I am a great boss. My workers would not agree. They hate it whenI am a good boss. The better boss I am, the worse they like me.
Take for example what happened with Jane this week. Really, it didn't happen this week. It's been happening for 5 months. We did "consequences."
Jane wanted to move up in duties from chief housekeeper to legal secretary/paralegal. Her first assignment in the transition was to hire or arrange for a substitute for her housekeeping duties. Just because she was moving up didn't mean we were moving away from housekeeping. In fact, the housekeeping job was only going to expand.
She did whatever it was that she tried to do to find a replacement. She came back to me. "I can't find anyone else."
"Hum," was my response.
She didn't schedule a meeting to discuss alternative ways to find help. She didn't send out an all- firm memo to seek brainstorming solutions as to how one finds competant help. She didn't try to negotiate her housekeeping duties away onto someone else so she could move into the work she wanted more of. She didn't try to arrange her non-work schedule - say for example stopping her volunteer job or her cheerleading practice- so she could do housekeeping at night and paralegaling by day. She didn't come back to me to tell me how unhappy she was in her work and to talk over her feelings and frustrations.
She acted professionally instead; smiled at work; distracted herself with non-work things to make life barable at work; sought career advancement opportunities elsewhere, not at Lawlady, Inc.; and basically became miserable at work but was so clever, stoic and diplomatic I was able to forget she really wanted to be doing paralegalling. I actually began to suspect that she might just be a flakey-college girl who doesn't know what she wants and is happy with mindless shopping and food preparation tasks. That work does allow one to come in hung-over and when you are 20-ish, finding a job that allows drinking binges is a perk.

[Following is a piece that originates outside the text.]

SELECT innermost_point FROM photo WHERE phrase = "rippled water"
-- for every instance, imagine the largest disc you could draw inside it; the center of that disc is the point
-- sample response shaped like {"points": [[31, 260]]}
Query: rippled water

So here she was all frustrated. She would complain to co-workers who reported back to me.
Being a good boss, I bided my time frustrated that the house work was not being lovingly attended to by someone who takes pride in his/her work; frustrated that the paralegaling was not at my exacting standards because it was being handled by the writer (not the job he was hired for) and the lawyer (not her work either).
"Well, if she's that unhappy, she should come and talk to me about it," I would say to her co-workers.
"She's afraid of you," was what I got back.
"Hum."
So I waited, like a good boss. Letting the tension build.
I say that like I was the Zen-master sitting back with slanted-knowledgable eyes purposefully training my acolite. Mostly I looked like an over-forty stressed-out freaky person with too many committments to worry about the inner-workings of a college girl who works for me 10 hours a week. But the social experiment was set up.
I never changed my first requirement for the job switch over: Jane hires her replacement. At Lawlady, Inc., we don't promote until the employee oversees the hiring and training of the replacement. I'm not doing all that work, when the staff knows best what the job entails. I said it once, which for some people might be too few times. But... Had I been asked about job advancement, I would have reitterated, "find your replacement. How can I help?"
Jane eventually got there. The pain finally got so large it bubbled up. The staff is meeting next Wednesday to come up with potential solutions to the dilemma, how do we move Jane up and attend to housework. I'm curious to see what they come up with.
She doesn't move on until task 1 is completed. It's been an long, achey wait for her to master her first task at the new job.